Magic circle firms among line-up advising on accountancy competition probe
Linklaters, Clifford Chance and Freshfields Bruckhaus Deringer are among a host of firms acting for accountancy giants embroiled in an ongoing Competition Commission investigation.
March 15, 2012 at 07:21 AM
2 minute read
Linklaters, Clifford Chance and Freshfields Bruckhaus Deringer are among a host of firms acting for accountancy giants embroiled in an ongoing Competition Commission investigation.
Ashurst, Norton Rose, Berwin Leighton Paisner and Hogan Lovells are all also advising various UK accountancy firms, which have come under recent scrutiny due to the overwhelming dominance of the so-called 'Big Four' accountants at the top of the market.
Ninety-nine of the FTSE 100 are audited by the 'Big Four' – PricewaterhouseCoopers, Deloitte, KPMG and Ernst & Young – with major companies only changing auditor once every 48 years on average.
PwC, the UK's largest accountancy firm by revenue, has instructed Norton Rose, with a team led by global antitrust, competition and regulatory head Martin Coleman and contentious competition partner Peter Scott.
Linklaters competition partner Michael Cutting is acting for KPMG, while Freshfields is advising Deloitte, fielding a team headed up by competition partner Deirdre Trapp.
The smallest of the Big Four, E&Y, has instructed Hogan Lovells partners Lesley Ainsworth and of counsel Chris Hutton. Mid-tier firm Grant Thornton is being advised by Duncan Liddell of Ashurst, while BLP partner Adrian Magnus is acting for BDO and Clifford Chance is working with Mazars.
The Competition Commission investigation into the Big Four's dominance was launched last year, following a preliminary inquiry by the Office of Fair Trading which concluded: "The market for large company audits lacks sufficient competition and does not work well for customers.

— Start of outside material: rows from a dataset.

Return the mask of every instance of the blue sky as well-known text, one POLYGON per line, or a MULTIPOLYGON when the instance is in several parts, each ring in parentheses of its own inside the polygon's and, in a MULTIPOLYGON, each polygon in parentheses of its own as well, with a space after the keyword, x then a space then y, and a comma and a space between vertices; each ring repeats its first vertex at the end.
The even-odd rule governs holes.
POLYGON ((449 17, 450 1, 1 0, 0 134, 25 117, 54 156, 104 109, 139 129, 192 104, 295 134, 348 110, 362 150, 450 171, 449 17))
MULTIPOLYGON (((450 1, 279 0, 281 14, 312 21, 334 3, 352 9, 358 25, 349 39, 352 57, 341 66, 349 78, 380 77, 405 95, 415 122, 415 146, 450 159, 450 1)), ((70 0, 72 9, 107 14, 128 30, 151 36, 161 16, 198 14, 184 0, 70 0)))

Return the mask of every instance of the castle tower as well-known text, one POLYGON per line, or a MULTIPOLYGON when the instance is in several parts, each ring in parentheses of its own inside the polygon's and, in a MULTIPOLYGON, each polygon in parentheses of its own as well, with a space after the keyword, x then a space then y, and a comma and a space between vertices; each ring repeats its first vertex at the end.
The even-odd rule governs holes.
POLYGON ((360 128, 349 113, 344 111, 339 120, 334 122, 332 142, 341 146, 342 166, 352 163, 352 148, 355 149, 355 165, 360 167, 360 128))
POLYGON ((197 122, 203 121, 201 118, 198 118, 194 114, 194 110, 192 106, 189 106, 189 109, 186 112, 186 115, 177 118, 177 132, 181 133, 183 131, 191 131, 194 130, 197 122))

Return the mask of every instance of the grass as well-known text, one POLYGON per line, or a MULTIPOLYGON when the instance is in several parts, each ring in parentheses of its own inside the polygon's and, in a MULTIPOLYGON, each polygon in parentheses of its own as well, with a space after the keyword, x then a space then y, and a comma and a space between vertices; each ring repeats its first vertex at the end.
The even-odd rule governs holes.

It is highly concentrated, largely supplied by four big firms, with clients rarely switching between auditors.
"There are also high barriers to entry for new and smaller competitors. These are not the indicators of a competitive market," it stated.
Mid-market players argue barriers to entry – such as bank covenants forcing companies to hire a Big Four firm – create an unfair playing field, but the Big Four claim competition is fierce and risk-averse clients choose them for peace of mind.